#install.packages("broom")
#install.packages("ggplot2")
library(psych) # for the describe() command
library(broom) # for the augment() command
library(ggplot2) # to visualize our results
##
## Attaching package: 'ggplot2'
## The following objects are masked from 'package:psych':
##
## %+%, alpha
# For HW, import the dataset you cleaned previously, this will be the dataset you'll use throughout the rest of the semester
d <- read.csv(file="Data/projectdata.csv", header=T)
We hypothesize that self-esteem will be significantly and negatively correlated with perceived stress, such that individuals with higher self-esteem will report lower levels of perceived stress.
My independent variable is: self esteem My dependent variable is: perceived stress
# you only need to check the variables you're using in the current analysis
# although you checked them previously, it's always a good idea to look them over again to be sure that everything is correct
str(d)
## 'data.frame': 1252 obs. of 7 variables:
## $ X : int 1 20 30 31 33 49 57 81 86 104 ...

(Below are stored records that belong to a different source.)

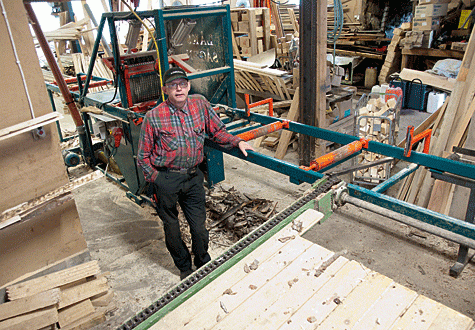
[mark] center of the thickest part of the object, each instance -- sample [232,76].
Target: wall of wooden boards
[30,168]
[34,244]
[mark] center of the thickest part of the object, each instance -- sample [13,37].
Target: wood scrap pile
[256,79]
[73,298]
[231,215]
[450,127]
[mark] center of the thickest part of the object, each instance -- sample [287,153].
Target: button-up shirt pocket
[199,133]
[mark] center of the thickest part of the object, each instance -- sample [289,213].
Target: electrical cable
[17,59]
[155,43]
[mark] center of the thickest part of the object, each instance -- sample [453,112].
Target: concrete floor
[127,240]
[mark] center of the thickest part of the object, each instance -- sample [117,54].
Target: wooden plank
[29,125]
[274,290]
[87,322]
[28,304]
[287,135]
[244,288]
[53,280]
[387,309]
[419,315]
[307,285]
[83,291]
[427,123]
[428,79]
[450,319]
[75,312]
[35,320]
[353,306]
[214,290]
[335,290]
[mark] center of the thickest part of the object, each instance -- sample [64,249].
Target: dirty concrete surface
[127,240]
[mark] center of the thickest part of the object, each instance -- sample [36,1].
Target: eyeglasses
[182,84]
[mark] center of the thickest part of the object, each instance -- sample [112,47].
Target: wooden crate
[251,28]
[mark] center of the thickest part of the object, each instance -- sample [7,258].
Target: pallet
[293,277]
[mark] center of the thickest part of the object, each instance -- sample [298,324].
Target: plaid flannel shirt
[174,138]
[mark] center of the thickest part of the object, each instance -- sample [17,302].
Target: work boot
[185,274]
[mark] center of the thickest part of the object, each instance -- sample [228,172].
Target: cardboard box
[434,10]
[425,24]
[429,2]
[462,46]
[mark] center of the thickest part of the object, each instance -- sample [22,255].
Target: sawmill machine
[199,40]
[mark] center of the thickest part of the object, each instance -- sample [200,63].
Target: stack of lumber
[72,298]
[451,128]
[392,62]
[252,78]
[81,64]
[251,28]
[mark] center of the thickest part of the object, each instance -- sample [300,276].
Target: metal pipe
[335,156]
[54,66]
[395,178]
[409,221]
[264,130]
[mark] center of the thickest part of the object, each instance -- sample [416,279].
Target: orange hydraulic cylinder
[336,155]
[264,130]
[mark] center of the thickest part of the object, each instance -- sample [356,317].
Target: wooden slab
[299,285]
[53,280]
[68,315]
[29,304]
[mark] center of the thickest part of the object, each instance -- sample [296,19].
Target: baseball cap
[174,73]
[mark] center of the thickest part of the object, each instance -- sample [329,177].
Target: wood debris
[68,297]
[230,215]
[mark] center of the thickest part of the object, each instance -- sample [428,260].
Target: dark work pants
[187,190]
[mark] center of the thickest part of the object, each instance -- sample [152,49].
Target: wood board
[283,292]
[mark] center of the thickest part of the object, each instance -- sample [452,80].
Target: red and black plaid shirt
[174,138]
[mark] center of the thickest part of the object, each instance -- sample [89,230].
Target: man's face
[177,91]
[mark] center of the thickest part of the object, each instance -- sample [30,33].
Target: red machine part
[117,133]
[264,130]
[337,155]
[255,104]
[411,140]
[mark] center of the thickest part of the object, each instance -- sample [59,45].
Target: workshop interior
[285,76]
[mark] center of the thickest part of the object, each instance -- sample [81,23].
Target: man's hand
[243,146]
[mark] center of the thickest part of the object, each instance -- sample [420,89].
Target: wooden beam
[35,320]
[83,291]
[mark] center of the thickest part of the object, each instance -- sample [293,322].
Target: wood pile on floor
[392,62]
[231,215]
[251,29]
[376,121]
[74,298]
[451,126]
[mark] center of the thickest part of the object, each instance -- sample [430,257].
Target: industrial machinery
[198,40]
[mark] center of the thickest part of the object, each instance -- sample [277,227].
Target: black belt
[191,170]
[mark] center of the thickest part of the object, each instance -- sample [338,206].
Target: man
[170,150]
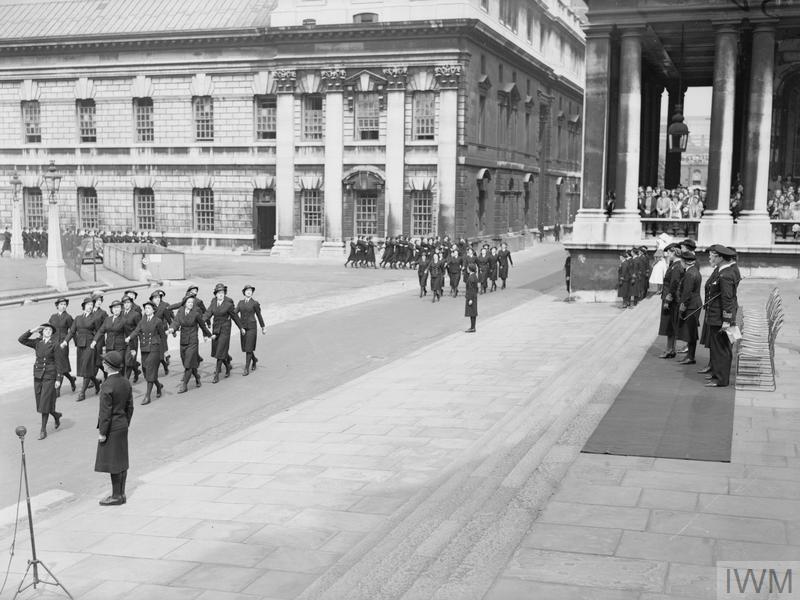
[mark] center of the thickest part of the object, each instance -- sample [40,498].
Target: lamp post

## $ gender : chr "female" "male" "female" "female" ...
## $ employment: chr "3 employed" "1 high school equivalent" "1 high school equivalent" "3 employed" ...
## $ big5_open : num 5.33 5.33 5 6 5 ...
## $ iou : num 3.19 4 1.59 3.37 1.7 ...
## $ rse : num 2.3 1.6 3.9 1.7 3.9 2.4 1.8 3.5 2.6 3 ...
## $ pss : num 3.25 3.75 1 3.25 2 2 4 1.25 2.5 2.5 ...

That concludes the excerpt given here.